PC Daten die relevant sein könnten:
NVIDIA Geforce GTX 970
Monitor : LG Flatron W2242T-SF


----------



## Torben456 (3. Juni 2018)

*AW: Monitor erkennt plötzlich kein Signal mehr...*

Vielleicht hat das Anschlusskabel einen Defekt oder ein Wackelkontakt, der Adapter kann ebenfalls kaputt sein. 
Wenn du das alles ausgetauscht hast und es immer noch Probleme bereitet, liegt es am Monitor, da es ja am TV ohne Probleme funktioniert.


----------



## Davedavidsen (3. Juni 2018)

*AW: Monitor erkennt plötzlich kein Signal mehr...*

Ich versuche mal, den Adapter zu wechseln...
Danke für die schnelle Antwort


----------



## Davedavidsen (3. Juni 2018)

*AW: Monitor erkennt plötzlich kein Signal mehr...*

Also, ich habe das Problem entdeckt, es liegt wahrscheinlich am Adapter... habe meinen PC und Monitor nun regulär über VGA verbunden. Aber da kam die nächste Baustelle, ein paar Minuten in Benutzung, hängt der PC sich auf und es freezt alles

Irgendjemand eine Idee?


----------



## Eol_Ruin (3. Juni 2018)

*AW: Monitor erkennt plötzlich kein Signal mehr...*

Bitte das komplette System angeben incl Netzteil.

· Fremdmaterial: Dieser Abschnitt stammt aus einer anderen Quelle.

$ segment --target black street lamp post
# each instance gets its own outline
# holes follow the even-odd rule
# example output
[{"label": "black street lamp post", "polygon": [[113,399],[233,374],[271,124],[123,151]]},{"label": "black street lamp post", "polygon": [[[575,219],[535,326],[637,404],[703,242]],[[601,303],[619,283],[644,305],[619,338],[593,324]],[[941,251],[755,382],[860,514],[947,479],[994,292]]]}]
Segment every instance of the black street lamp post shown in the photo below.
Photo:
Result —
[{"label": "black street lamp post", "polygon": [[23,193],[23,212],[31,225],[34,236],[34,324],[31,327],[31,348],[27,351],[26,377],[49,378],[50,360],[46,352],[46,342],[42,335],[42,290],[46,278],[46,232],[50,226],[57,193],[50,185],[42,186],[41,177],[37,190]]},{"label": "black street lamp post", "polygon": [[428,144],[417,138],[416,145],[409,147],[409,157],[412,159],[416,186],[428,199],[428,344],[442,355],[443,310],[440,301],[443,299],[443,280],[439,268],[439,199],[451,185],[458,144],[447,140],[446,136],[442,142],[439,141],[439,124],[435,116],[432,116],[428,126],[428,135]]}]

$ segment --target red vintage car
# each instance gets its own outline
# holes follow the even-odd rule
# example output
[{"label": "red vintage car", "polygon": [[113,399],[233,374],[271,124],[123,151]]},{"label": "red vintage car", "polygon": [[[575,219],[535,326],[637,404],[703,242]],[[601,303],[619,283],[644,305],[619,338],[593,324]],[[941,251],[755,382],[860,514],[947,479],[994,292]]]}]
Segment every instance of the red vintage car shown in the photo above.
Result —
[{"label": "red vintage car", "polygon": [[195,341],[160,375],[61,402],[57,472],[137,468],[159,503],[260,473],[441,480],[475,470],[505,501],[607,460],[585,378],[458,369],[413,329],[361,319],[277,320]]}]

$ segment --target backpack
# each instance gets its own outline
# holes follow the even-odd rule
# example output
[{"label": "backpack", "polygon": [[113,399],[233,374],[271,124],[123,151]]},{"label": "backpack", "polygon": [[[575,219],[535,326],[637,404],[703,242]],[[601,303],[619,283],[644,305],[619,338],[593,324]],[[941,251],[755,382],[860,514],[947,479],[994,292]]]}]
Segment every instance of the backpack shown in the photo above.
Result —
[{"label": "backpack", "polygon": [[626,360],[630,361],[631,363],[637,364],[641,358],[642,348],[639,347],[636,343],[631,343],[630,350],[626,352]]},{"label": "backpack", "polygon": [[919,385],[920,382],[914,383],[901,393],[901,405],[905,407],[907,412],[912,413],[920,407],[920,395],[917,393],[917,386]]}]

Und selbst wenn es irgendwann wieder gehen sollte dann unbedingt den Monitor digital anschließen.
Der Schirm hat ja laut Internet nen DVI Anschluss. 
VGA ist von der Bildqualität sowas von 90er Jahre.


----------



## Davedavidsen (7. Juni 2018)

*AW: Monitor erkennt plötzlich kein Signal mehr...*

also hallo nochmal! ich hab mir jetzt ein DVI kabel gekauft und es damit nochmal versucht. kommt leider aufs gleiche wie beim VGA kabel raus. Rechner an, ein paar minuten in benutzung. Auf einmal friert alles ein. Dann kommt die fehlermeldung von Windows 10 ‚es sei etwas schiefgelaufen, der pc wird neugestartet 0-100%‘
Ich denke es hat irgendwas mit der grafikhardware zu tun. Da ich einmal
mozilla firefox gestartet habe und alles kurz gefreezt ist, dann kam unten rechts eine benachrichtigung von wegen ‚Grafikhardware keinen zugriff auf firefox.exe‘ oder sowas
also es freezt alles erst im hintergrund und irgendwann friert dann auch die maus ein.

das komplette system 
Windows 10 64-Bit
integrierte graka Intel HD Graphics 4600
Nvidia Geforce GTX 970
i5 prozessor
16 GB RAM
ich weiß leider nicht was für ein Netzteil ich habe
danke auf jeden fall


----------